Essa é a versão antiga do site do ISA que ficou no ar até março de 2022. As informações institucionais aqui contidas podem estar desatualizadas. Acesse https://www.socioambiental.org para a versão atual.
Pedro Pereira pega o microfone e pede que todos prestem atenção: “Agora é a gente que vai falar”. Cerca de cem pessoas lotaram a sala de aula do Morro do Anfrísio, na Reserva Extrativista Riozinho do Anfrísio, que sediou a quarta edição da Semana do Extrativismo da Terra do Meio. Realizado entre 16 e 21 de maio. O encontro reúne anualmente ribeirinhos, indígenas e parceiros para pensar na produção dos produtos da floresta e no território em que vivem.
Após alguns informes sobre a programação, Pedro pede que todos formassem uma roda e puxa o hino do seringueiro “pra começar bem e fortalecer o nosso encontro” (Ouça aqui). Pedro vive em Paulo Afonso, uma das últimas comunidades dentro dos limites da Resex. Ele, juntamente com dezenas de famílias beiradeiras, é responsável pela estruturação e valorização das cadeias dos produtos da floresta, como a castanha, o babaçu, a seringa e o cumaru. Ao longo de todo o evento, ribeirinhos e indígenas conduziram as discussões: “Este é um momento histórico pra gente”, afirma Pedro.
Em sua quarta edição, a Semana aconteceu este ano na Resex Riozinho do Anfrísio, localizada em um afluente do Rio Xingu que leva o mesmo nome, a cerca de 430 km ou dois dias de voadeira de Altamira (PA). As longas distâncias dificultam encontros mais frequentes – na época mais seca do ano (entre agosto e novembro), pode-se levar vários dias de uma localidade para outra. A Semana, portanto, é a ocasião em que todos podem se encontrar para pensar e construir estratégias de ação sobre a produção e gestão do território de maneira integrada.

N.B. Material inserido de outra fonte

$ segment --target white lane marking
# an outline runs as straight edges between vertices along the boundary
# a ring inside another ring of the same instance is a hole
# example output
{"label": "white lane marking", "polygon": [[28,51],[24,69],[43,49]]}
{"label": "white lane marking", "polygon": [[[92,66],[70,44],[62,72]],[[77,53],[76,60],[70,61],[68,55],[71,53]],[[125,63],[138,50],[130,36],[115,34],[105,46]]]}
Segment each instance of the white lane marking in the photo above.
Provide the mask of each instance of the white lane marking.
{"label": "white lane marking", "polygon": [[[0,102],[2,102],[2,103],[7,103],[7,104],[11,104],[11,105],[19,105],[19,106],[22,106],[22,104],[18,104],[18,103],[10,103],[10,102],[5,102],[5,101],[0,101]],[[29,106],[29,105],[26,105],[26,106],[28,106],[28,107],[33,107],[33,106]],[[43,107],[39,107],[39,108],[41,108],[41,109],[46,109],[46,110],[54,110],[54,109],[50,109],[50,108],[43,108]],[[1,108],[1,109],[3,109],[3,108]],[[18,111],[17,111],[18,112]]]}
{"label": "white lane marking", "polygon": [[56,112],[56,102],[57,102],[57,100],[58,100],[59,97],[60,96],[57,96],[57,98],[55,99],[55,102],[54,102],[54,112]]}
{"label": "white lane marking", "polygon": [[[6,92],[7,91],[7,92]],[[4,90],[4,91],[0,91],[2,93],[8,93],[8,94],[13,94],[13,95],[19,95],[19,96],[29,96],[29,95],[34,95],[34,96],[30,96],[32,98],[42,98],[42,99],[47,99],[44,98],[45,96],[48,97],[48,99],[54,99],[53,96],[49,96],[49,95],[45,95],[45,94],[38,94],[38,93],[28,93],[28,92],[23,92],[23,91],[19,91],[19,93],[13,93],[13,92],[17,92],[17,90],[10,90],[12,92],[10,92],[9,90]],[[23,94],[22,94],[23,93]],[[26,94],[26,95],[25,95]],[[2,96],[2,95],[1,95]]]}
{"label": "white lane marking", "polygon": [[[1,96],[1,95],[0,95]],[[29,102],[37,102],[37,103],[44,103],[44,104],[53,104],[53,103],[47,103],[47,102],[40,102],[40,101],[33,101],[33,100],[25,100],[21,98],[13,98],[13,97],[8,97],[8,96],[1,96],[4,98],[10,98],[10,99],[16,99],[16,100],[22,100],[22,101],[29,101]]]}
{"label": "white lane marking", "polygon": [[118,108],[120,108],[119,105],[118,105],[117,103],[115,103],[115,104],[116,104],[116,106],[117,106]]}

Desta edição participaram os ribeirinhos das três Resexs da Terra do Meio - Riozinho do Anfrísio, Rio Xingu e Rio Iriri, da Estação Ecológica Terra do Meio, do Parque Nacional Serra do Pardo, de Altamira, agricultores familiares de Uruará, indígenas Arara, Xikrin, Juruna, Parakanã, Xipaya e Kuruaya, empresas e instituições governamentais e não governamentais.
“A Semana une as pessoas deste território, promovendo um diálogo entre ribeirinhos, indígenas, empresas e instituições”, comenta Herculano Oliveira Filho, o Loro, assessor da Associação dos Moradores do Riozinho do Anfrísio (Amora). “É um momento em que podemos avaliar o andamento do que vem acontecendo, planejar novas etapas do nosso trabalho e conversar sobre nossa relação com as empresas”.
Pela quarta vez Jorge Hoelzel, conselheiro da empresa Mercur, viajou para a Terra do Meio. Ele sobe na voadeira e se prepara para atravessar os 430 quilômetros de rio até o Morro do Anfrísio para conversar sobre a produção e comercialização da borracha com os extrativistas. A Mercur, empresa que produz produtos de borracha, adquire desde 2011 o produto natural da região.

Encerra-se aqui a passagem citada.